Das Wort aus Johannes 12, welches Jesus wenige Tage vor seinem Tod gesprochen hat, zeigt, dass Jesus von Gott erkannt hat, dass es nicht der Wille seines Vaters war, dem Tod am Kreuz auszuweichen. Dadurch hat Jesus durch seine eigenen Worte dieser islamischen Lehre von vornherein die Grundlage entzogen.
Lesen wir diese Stelle im Zusammenhang:
20 Unter den Pilgern, die beim Fest Gott anbeten wollten, gab es auch einige Griechen. 21 Diese traten an Philippus heran, der aus Betsaida in Galiläa stammte, und baten ihn: Herr, wir möchten Jesus sehen. 22 Philippus ging und sagte es Andreas; Andreas und Philippus gingen und sagten es Jesus. 23 Jesus aber antwortete ihnen: Die Stunde ist gekommen, dass der Menschensohn verherrlicht wird. 24 Amen, amen, ich sage euch: Wenn das Weizenkorn nicht in die Erde fällt und stirbt, bleibt es allein; wenn es aber stirbt, bringt es reiche Frucht. 25 Wer sein Leben liebt, verliert es; wer aber sein Leben in dieser Welt gering achtet, wird es bewahren bis ins ewige Leben. 26 Wenn einer mir dienen will, folge er mir nach; und wo ich bin, dort wird auch mein Diener sein. Wenn einer mir dient, wird der Vater ihn ehren. 27 Jetzt ist meine Seele erschüttert. Was soll ich sagen: Vater, rette mich aus dieser Stunde? Aber deshalb bin ich in diese Stunde gekommen. 28 Vater, verherrliche deinen Namen! Da kam eine Stimme vom Himmel: Ich habe ihn schon verherrlicht und werde ihn wieder verherrlichen. 29 Die Menge, die dabeistand und das hörte, sagte: Es hat gedonnert.

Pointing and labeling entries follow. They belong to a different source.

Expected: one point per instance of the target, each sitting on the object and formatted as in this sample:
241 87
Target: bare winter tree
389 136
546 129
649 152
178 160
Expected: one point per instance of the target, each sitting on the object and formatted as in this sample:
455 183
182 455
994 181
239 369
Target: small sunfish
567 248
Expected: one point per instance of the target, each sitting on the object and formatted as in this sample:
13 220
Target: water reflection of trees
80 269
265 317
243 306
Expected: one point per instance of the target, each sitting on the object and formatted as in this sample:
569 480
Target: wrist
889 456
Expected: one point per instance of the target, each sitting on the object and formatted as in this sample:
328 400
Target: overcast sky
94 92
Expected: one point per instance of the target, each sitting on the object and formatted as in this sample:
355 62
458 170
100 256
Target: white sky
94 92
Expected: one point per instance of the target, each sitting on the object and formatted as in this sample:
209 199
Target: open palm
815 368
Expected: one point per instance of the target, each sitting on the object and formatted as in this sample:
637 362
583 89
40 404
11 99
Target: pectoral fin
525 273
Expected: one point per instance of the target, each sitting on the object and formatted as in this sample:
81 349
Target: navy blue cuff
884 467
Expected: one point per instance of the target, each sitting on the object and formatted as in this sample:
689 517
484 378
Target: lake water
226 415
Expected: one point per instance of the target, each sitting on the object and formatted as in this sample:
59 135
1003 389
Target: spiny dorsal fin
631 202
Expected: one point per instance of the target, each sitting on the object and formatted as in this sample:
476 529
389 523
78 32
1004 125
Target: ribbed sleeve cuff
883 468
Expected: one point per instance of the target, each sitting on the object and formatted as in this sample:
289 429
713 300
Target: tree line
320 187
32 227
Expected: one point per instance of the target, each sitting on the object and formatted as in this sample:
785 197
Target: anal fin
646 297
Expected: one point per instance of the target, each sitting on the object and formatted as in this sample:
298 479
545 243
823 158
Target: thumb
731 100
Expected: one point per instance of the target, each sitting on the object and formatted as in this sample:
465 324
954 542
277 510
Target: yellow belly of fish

Andere sagten: Ein Engel hat zu ihm geredet. 30 Jesus antwortete und sagte: Nicht mir galt diese Stimme, sondern euch. 31 Jetzt wird Gericht gehalten über diese Welt; jetzt wird der Herrscher dieser Welt hinausgeworfen werden. 32 Und ich, wenn ich über die Erde erhöht bin, werde alle zu mir ziehen. 33 Das sagte er, um anzudeuten, auf welche Weise er sterben werde. (Johannes 12,20-33)
Die Szene beginnt mit einigen Griechen, sogenannten „Gottesfürchtigen“, Menschen, die den jüdischen Glauben an den einen Gott als richtig erkannt haben, aber nicht beschnitten waren und daher auch nicht zur Einhaltung des jüdischen Ritualgesetzes verpflichtet waren. Jesus schien zuerst gar nicht auf diese Griechen einzugehen. Er sprach über seine Verherrlichung. Aber diese Verherrlichung bestand nicht in der Vermeidung des Todes.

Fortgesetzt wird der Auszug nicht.